French President Emmanuel Macron on Tuesday urged Russian counterpart Vladimir Putin to boost cooperation to fight terrorism and illegal immigration, following the killing of a teacher by a youth from the predominantly Muslim Russian region of Chechnya.
For his part, Putin expressed his condolences over the grisly beheading of teacher Samuel Paty near the school where he worked in a northwest Paris suburb on Friday, calling it “a barbarous murder”, the Russian presidency said.
“In this context, the two parties reaffirm their mutual interest in intensifying joint efforts to fight against terrorism and the propagation of extremist ideology,” the Kremlin added.

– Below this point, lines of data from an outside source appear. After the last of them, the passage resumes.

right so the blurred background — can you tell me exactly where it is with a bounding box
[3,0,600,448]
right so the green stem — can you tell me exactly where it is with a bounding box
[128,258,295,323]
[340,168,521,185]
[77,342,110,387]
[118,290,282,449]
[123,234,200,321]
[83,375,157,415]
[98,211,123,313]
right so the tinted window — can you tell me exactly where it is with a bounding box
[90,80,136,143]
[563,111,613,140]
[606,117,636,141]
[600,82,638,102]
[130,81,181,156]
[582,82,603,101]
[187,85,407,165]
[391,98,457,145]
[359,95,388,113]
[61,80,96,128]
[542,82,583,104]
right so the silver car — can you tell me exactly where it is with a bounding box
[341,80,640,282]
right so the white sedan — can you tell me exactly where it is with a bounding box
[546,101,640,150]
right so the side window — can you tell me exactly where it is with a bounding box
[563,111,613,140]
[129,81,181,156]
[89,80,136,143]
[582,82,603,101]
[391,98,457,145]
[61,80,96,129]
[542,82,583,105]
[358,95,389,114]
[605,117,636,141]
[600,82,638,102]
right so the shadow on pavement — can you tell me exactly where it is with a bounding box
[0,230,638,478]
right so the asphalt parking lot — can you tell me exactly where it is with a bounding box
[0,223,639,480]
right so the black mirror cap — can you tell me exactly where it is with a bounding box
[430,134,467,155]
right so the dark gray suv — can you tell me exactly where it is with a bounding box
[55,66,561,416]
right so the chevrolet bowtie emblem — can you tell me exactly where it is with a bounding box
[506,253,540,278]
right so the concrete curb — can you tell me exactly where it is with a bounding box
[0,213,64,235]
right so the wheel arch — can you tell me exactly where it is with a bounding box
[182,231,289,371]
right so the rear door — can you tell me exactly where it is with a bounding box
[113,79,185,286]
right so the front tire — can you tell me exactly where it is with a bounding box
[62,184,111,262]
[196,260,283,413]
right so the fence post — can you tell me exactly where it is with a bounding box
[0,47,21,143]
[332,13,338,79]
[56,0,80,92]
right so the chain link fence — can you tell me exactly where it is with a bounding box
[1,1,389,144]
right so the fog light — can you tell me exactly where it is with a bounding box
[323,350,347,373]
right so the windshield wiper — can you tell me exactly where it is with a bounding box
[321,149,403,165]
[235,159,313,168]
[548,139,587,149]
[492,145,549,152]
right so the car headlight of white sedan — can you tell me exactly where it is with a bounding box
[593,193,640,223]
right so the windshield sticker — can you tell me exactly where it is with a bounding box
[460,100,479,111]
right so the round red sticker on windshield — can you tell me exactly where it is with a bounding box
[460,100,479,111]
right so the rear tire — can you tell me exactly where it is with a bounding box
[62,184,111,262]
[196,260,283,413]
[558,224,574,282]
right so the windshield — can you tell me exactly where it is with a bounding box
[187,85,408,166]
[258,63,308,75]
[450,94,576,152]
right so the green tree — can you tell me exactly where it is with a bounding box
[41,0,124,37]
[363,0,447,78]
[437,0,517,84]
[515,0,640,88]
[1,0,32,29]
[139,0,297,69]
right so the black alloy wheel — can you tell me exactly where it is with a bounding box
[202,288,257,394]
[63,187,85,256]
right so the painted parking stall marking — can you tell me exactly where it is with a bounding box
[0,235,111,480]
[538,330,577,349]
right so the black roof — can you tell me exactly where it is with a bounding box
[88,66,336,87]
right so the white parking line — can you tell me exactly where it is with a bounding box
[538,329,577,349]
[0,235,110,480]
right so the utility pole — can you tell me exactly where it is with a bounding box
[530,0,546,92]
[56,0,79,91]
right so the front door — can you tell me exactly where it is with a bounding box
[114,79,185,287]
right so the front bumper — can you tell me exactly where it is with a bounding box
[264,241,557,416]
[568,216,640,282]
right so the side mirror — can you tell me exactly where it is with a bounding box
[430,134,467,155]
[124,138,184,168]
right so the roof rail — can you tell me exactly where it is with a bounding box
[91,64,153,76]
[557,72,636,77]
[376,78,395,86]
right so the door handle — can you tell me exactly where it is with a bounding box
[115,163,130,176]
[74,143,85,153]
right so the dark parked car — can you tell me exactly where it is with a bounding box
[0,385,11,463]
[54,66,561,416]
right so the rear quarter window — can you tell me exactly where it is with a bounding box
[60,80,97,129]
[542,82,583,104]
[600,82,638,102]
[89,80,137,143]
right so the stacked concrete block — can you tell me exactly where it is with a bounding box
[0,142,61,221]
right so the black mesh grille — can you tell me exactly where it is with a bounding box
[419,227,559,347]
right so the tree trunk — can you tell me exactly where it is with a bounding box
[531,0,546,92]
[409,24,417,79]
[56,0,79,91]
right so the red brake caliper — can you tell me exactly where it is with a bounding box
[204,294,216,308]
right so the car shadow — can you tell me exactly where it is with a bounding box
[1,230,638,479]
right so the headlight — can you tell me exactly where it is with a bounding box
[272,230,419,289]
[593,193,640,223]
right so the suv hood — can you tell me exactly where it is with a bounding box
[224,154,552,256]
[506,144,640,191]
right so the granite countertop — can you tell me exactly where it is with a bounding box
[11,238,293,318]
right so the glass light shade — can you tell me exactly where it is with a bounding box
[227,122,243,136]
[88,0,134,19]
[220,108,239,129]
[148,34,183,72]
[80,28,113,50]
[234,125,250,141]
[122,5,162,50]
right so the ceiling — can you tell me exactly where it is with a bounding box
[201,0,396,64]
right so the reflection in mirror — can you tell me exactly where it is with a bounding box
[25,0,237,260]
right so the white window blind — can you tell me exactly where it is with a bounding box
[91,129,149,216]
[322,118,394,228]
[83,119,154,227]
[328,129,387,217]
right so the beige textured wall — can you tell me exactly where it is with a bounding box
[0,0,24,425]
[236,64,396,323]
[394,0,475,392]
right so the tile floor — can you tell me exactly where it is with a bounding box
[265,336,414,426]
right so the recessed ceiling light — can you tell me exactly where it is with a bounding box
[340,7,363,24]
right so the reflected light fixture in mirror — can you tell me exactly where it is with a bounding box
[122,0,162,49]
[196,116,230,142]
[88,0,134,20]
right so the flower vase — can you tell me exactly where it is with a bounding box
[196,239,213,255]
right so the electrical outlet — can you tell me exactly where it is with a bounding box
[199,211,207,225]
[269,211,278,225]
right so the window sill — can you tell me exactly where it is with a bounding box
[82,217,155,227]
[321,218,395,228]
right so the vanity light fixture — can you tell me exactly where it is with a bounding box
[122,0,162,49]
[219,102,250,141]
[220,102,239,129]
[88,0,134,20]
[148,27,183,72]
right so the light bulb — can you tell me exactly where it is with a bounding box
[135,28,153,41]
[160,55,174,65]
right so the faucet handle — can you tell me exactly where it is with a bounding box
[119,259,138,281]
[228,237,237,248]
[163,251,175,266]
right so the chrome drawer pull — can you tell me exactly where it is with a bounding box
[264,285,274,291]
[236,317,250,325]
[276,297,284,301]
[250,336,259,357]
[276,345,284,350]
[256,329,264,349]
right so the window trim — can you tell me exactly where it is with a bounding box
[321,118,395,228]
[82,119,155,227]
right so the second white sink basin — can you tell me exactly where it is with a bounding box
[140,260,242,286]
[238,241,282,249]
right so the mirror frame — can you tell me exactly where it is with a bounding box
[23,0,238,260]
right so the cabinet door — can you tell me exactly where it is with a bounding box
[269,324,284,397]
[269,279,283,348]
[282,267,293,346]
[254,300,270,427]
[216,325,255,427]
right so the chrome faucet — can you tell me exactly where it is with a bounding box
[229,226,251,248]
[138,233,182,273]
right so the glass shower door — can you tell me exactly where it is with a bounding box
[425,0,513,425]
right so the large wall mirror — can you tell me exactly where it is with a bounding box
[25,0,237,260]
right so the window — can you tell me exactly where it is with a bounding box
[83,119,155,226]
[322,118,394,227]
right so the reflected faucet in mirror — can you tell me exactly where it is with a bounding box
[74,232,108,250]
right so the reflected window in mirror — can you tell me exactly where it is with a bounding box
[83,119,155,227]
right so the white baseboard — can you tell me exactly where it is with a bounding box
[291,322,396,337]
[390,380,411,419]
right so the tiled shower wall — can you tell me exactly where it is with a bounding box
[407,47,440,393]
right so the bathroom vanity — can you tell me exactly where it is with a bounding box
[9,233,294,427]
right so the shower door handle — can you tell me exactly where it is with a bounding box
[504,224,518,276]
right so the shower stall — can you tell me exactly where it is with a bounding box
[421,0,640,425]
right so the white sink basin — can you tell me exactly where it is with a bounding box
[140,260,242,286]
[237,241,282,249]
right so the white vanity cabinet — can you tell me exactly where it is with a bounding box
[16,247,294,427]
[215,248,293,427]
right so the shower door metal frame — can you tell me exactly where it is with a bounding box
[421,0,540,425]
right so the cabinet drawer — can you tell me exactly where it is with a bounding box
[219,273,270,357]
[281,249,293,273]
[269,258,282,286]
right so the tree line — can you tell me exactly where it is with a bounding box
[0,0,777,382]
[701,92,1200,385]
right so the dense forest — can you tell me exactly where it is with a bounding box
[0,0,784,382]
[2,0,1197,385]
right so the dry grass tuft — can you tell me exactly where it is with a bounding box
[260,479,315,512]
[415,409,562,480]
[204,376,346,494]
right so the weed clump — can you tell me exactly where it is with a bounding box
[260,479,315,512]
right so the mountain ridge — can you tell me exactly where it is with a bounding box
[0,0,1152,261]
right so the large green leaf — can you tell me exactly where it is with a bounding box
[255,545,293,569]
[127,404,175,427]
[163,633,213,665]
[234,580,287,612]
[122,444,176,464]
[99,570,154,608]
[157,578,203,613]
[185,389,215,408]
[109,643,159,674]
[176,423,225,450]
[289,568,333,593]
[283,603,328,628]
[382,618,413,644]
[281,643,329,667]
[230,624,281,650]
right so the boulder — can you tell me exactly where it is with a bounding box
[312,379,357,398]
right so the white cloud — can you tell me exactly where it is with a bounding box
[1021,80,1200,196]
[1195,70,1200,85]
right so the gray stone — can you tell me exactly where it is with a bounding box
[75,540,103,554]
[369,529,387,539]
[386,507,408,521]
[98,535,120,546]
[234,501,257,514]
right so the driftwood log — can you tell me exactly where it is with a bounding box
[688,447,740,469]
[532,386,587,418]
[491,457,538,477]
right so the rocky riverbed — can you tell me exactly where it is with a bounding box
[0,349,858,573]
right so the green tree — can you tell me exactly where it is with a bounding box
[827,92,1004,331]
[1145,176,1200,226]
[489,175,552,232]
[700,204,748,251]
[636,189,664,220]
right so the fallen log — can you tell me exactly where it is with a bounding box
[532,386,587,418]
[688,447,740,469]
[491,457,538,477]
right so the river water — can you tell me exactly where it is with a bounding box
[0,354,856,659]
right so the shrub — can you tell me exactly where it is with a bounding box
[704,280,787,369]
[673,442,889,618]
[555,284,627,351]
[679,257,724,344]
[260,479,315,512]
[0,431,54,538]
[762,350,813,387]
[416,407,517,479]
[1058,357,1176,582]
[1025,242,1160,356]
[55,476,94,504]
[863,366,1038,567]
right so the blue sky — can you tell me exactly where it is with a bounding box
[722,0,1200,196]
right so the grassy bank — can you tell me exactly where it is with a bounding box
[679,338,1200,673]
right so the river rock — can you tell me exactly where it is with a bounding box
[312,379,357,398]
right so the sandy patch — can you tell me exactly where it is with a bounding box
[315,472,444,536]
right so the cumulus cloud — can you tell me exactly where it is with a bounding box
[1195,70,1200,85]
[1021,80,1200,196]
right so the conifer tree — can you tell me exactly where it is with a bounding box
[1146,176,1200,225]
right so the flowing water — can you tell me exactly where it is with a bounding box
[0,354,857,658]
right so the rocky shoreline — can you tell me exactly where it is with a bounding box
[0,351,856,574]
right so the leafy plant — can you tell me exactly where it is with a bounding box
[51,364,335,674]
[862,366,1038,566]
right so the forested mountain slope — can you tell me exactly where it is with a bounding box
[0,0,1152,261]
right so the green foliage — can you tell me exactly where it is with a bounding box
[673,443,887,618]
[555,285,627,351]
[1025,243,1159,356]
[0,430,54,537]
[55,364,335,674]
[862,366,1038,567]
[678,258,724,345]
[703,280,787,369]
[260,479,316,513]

Macron spoke to Putin by phone and said he wanted to see both “a strengthening of Franco-Russian cooperation in the fight against terrorism and illegal immigration,” the French presidency said, without giving details.
On Saturday, the day after the murder, the Russian embassy in Paris stressed that the 18-year-old Chechen assailant Abdullakh Anzorov -- who was killed by police following the murder -- had had no links with Moscow since 2008.
“This crime has no relation to Russia because this person had lived in France for the past 12 years,” Russian embassy spokesman Sergei Parinov told state news agency TASS.
Anzarov arrived in France at the age of six with his family as refugees, thus automatically forfeiting his Russian nationality.
Chechen strongman Ramzan Kadyrov on Saturday condemned the attack and expressed his condolences to Paty’s family but he also urged France not to “provoke” Muslims.
“Find it in you to admit that Muslims have the right to a religion, and no one can take it away!” he said in a statement on his Telegram channel.
Kadyrov said Chechens had nothing to do with the attack, stressing that Anzorov had been raised in France and visited Chechnya only once -- when he was two years old.
French Education Minister Jean-Michel Blanquer said Tuesday that Paty would be posthumously bestowed France’s highest order of merit, the Legion of Honour.